Enter Fender Play and Fender Songs

It turns out that music stores are intimidating. As Mooney put it, it’s a club that you can only get into by already being in it. If you’re new to the instrument and particularly with a lack of women sales associates, most new guitar purchases happen online. With the goal of teaching new guitar players how to play and, at the same time, encouraging existing players to stay engaged with their instrument, Fender realized that “online” was exactly how to solve this.

A quick search on YouTube will reveal thousands of guitar lessons, chords for songs and technical tutorials. Mooney saw the same thing for nearly every other industry. And yet, people were still paying for formal online learning services like Why? Consistency and quality. YouTube is great if you’re willing to tolerate occasionally low quality recordings, teaching methods and inconsistent learning trajectories. Formalized online educational sites invest in solving those problems. Fender would do the same with Fender Play and Fender Songs. 
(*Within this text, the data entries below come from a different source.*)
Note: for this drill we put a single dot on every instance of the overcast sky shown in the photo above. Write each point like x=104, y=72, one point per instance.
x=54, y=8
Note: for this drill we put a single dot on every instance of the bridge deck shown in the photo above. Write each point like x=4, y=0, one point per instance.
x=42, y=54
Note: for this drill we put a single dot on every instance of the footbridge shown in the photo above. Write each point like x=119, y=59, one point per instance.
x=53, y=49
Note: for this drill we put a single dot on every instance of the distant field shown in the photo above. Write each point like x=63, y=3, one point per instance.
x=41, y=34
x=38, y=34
(Note the marketing images chosen — not the classic “guitar god” imagery you’d expect from a guitar company.)

Both online services were designed to solve the customer problems discovered in the customer research. Fender Play gets new players up and running quickly. It teaches them songs based on their desired playing style and favorite songs. Fender Songs takes already-competent players and allows them to build playlists of songs they want to learn, clean chord layout and features that enable easier learning of the songs. All of this at high quality. The cost is kept low — at $42/annually it’s literally less than one live guitar lesson.  
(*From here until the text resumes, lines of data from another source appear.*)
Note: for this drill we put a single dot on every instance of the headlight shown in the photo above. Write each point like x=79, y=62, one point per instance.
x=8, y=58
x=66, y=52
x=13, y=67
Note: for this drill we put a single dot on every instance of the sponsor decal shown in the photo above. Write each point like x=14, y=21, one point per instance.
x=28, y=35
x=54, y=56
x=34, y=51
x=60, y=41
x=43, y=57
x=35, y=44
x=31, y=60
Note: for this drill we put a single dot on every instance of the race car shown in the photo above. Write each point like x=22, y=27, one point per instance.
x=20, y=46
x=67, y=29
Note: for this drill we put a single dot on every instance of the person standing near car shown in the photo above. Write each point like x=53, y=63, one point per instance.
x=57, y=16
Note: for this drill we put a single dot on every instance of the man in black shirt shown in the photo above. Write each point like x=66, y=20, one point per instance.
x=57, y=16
These online services are designed to generate revenue, obviously, but they are also designed to generate engagement and ultimately more hardware purchases. As consumer behavior continues to evolve the digital services can evolve with it allowing Fender to pivot over time based on real-time market feedback. And, as an additional bonus, when someone is trying to learn a new song they stream it at least 20 times making the record labels and artists all too willing to make their material available. 
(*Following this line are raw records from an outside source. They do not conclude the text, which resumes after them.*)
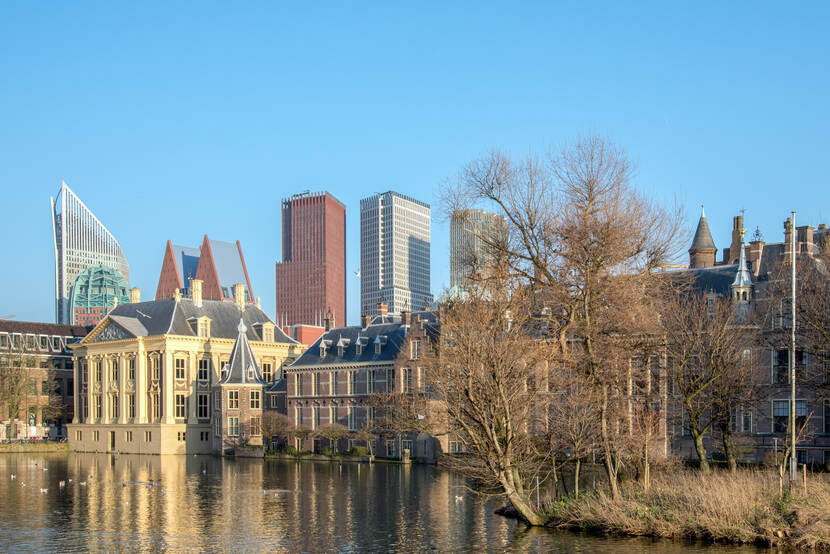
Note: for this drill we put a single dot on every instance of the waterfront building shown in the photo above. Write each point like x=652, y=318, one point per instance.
x=746, y=275
x=470, y=233
x=311, y=279
x=81, y=242
x=148, y=374
x=217, y=264
x=36, y=365
x=394, y=253
x=337, y=380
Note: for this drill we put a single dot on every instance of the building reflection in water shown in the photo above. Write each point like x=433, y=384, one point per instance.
x=204, y=503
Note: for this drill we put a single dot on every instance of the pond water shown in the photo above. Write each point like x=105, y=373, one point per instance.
x=203, y=503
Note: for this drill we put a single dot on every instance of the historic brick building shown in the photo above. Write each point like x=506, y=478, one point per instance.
x=311, y=279
x=147, y=374
x=46, y=382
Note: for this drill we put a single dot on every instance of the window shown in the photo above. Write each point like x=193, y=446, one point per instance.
x=114, y=406
x=202, y=406
x=746, y=422
x=204, y=368
x=180, y=406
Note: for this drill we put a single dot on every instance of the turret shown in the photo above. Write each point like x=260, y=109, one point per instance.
x=702, y=252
Product management work solves business problems

Reading the story of how Fender is evolving their business, I found myself nodding in agreement throughout. This is classic, good product management work. Mooney and the team at Fender:

  • Used secondary and primary research to understand the market, target audience and the entire value chain including the critical in-store purchasing experience (which they don’t control)
  • Did a deep market analysis to build a model of their addressable audience and potential revenue upside
  • Leaned heavily into technology to deliver continuously improving, high quality services that exploited the flaws in competing services
  • Beta tested, iterated and improved the service prior to launch
  • Set clear OKRs for determining the success of their product
  • Built a go-to-market strategy that addressed not only actual new guitar buyers but other players in the ecosystem that can help them deliver a great service

There’s a lot to learn from this story. The biggest takeaway, in my opinion, is that there is no shortcut to success. You can’t just magically divine a brilliant new product idea and push it to market to broad acceptance and adoption. You have to do the work. Understand the customer. Dig into the market. Leverage technology to test new ideas. Get out of the building to see how humans behave in the real world. Test. Iterate. And ship again. Continuously.